The pre- and post-operative management of horses treated with this new surgery is critical to its success. The diagnosis should first be confirmed using radiographs or scintigraphy (bone scanning), along with careful veterinary examination — including observation of normal work under saddle if appropriate.
In our clinic, the initial treatment is also part of the diagnostic process: only if a horse responds favourably to medication and physiotherapy is he considered a potential candidate for surgery. What tends to happen is that both the quality and duration of response to each treatment decreases. As long as clinical signs are thought to be attributable to kissing spines, we can consider ISLD.

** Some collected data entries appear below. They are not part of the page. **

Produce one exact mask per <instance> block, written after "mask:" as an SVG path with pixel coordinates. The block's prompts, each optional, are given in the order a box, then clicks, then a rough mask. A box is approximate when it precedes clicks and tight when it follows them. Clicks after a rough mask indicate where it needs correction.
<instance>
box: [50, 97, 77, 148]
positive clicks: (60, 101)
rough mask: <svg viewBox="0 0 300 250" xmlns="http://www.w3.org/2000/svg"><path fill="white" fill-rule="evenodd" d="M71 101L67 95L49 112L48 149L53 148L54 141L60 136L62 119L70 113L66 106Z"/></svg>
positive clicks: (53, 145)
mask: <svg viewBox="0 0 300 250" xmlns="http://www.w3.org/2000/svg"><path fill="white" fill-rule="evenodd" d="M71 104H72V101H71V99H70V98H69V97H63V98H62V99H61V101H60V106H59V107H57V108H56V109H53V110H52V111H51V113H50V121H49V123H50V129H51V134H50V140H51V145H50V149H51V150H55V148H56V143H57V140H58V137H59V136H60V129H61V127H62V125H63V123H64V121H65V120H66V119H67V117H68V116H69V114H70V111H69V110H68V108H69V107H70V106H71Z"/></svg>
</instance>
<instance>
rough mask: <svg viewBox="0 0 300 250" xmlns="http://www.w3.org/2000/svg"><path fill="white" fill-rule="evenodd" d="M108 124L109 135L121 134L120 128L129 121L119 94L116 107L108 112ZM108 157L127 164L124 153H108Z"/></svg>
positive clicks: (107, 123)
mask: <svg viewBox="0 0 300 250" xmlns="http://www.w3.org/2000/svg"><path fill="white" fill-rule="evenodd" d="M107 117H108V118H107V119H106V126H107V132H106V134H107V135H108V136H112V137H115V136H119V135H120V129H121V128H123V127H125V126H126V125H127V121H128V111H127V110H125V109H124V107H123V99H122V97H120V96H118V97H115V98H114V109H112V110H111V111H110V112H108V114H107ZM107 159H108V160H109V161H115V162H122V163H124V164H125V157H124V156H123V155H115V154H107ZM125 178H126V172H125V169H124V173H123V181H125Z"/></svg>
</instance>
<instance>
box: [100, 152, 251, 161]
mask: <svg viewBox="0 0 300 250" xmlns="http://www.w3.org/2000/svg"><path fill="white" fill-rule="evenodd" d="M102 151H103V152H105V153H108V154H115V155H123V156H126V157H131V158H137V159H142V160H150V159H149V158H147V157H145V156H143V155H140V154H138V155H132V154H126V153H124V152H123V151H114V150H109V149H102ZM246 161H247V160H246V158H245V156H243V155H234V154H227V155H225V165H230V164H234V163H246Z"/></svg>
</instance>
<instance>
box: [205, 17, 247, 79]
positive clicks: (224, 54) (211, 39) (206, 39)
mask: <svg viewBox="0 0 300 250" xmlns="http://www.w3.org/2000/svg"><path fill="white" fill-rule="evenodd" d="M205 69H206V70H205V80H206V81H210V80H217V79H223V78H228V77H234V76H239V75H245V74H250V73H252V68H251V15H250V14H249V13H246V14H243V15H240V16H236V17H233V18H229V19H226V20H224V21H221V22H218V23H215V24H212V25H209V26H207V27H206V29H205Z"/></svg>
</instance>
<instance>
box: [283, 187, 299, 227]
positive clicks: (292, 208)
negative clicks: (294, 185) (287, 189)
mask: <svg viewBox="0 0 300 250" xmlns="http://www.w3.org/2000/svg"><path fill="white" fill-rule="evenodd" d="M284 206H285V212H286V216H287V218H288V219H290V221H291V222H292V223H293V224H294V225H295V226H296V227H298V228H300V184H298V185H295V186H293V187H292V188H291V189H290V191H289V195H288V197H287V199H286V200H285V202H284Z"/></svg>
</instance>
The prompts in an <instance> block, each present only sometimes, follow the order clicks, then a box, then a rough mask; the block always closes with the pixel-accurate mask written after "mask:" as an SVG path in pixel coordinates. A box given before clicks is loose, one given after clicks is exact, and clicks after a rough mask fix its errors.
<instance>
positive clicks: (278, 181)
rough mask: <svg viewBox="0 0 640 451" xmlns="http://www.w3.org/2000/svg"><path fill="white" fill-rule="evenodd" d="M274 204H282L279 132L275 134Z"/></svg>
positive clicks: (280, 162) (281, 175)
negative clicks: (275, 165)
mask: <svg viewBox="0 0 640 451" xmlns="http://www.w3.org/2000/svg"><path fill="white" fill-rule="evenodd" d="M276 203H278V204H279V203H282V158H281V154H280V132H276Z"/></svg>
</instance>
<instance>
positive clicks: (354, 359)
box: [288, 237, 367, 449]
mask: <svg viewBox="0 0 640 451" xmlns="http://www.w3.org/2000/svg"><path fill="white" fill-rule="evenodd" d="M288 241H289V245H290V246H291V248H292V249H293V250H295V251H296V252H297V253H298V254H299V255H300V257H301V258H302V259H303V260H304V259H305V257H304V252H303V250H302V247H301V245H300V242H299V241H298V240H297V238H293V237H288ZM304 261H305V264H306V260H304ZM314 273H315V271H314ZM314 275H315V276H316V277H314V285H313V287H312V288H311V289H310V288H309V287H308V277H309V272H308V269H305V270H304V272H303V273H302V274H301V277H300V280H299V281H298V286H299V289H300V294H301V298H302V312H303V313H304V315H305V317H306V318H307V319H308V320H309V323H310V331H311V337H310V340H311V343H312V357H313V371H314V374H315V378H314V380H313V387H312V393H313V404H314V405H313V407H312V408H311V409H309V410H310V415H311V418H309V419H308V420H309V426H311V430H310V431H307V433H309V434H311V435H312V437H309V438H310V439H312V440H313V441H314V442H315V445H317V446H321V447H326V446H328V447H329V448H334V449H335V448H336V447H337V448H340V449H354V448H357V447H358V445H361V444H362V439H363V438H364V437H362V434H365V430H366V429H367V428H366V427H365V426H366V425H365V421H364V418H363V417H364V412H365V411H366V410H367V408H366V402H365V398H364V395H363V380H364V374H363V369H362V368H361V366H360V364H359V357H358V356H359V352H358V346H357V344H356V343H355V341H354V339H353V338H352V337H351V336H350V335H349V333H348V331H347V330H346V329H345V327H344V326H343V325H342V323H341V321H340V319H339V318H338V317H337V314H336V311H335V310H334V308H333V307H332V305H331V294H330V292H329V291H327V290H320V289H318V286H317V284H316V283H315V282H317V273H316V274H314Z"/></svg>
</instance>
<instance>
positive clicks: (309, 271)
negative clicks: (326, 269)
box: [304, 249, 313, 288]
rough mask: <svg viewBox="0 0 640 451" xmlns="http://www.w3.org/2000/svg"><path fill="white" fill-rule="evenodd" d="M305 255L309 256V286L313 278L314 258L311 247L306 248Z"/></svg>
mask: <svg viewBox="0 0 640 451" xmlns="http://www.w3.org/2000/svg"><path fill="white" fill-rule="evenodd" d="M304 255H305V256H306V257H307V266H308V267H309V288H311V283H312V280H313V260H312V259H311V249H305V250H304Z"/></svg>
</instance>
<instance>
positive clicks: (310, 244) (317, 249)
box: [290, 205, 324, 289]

Following surgery, all patients will require physiotherapy. Owners and trainers are encouraged to return horses to a controlled exercise programme without delay.
There is still much work to do to determine the cause of impinging dorsal spinous processes and the long-term prognosis for affected horses. It remains unclear whether activities such as jumping contribute to kissing spines, or if carrying excess weight increases risk — or why some horses have no apparent clinical signs despite significant X-ray changes.
What we do know is that the condition is commonplace and its progression is unpredictable. There is no question that ISLD is currently the most effective treatment option we have.